MEMPHIS, Tenn. — It’s been 61 years since a group of students broke the color barrier in Memphis.
It was on this day back in 1961, 13 black first graders showed up for their first day of class at Bruce, Gordon, Rozelle, and Springdale elementary schools, integrating classrooms that were previously all-white.
Known as the Memphis 13, the students are credited with advancing the civil rights for black Americans.
Monday, the remaining 13 members learned that a mural would be painted in their honor at Springdale Elementary School.
Jamond Bullock, the artist commissioned to paint the mural, said the members of the Memphis 13 inspired the design.
“These 13 first graders that embodied courage and had to have such thick skin at a time where they were entering a school that may not have wanted them,” Bullock said.
Jacqueline Christion and Alvin Freeman, two members of the Memphis 13, expressed how much the mural means to them.
“I found out that they were going to do murals for us and really just started crying, but I am so excited — happy,” Christion said.
“It’s indescribable.

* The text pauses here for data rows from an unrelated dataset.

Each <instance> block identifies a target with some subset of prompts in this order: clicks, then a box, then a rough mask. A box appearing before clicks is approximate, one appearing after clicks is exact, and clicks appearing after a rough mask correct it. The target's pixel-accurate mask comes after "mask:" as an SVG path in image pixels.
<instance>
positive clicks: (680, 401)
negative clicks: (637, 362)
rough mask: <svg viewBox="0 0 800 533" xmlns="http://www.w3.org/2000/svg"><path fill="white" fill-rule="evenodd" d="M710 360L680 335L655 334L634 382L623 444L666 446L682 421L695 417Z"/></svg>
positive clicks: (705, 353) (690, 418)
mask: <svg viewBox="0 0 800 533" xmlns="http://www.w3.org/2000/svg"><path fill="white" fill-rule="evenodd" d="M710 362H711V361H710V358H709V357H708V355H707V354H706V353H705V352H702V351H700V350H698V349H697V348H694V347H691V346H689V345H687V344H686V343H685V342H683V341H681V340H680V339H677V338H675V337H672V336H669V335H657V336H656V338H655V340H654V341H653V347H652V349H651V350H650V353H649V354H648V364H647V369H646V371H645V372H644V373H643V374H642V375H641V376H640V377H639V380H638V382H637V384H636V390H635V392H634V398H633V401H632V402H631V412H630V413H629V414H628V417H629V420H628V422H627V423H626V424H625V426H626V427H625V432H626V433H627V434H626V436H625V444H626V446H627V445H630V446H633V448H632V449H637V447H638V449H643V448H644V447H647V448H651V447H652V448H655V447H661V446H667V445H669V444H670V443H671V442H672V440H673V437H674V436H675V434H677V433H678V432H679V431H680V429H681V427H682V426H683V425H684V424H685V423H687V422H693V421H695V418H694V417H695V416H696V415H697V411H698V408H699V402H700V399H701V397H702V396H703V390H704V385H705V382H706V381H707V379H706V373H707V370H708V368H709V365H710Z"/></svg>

It is really a good feeling. It has been so long coming,” Freeman said.
There was also a screening for The Memphis 13 documentary directed by Daniel Kiel at Monday’s event.
“It’s a story that isn’t stuck in 19-61. it’s a story that continues to unfold in our community, in our schools in many different ways,” Kiel said.
Members of the Memphis 13 who were in attendance said it reminded them of what that first day of school was like.
“I walked in the school looking around — how clean, comfortable it was looking compared to Hyde Park got into the classrooms, new books. just new everything,” Christion said.
But they said the reality set in as the school year moved along.
“I couldn’t imagine that. I couldn’t imagine having to be so brave and so young,” Bullock said.
The state legislature also honored them with a resolution just last year.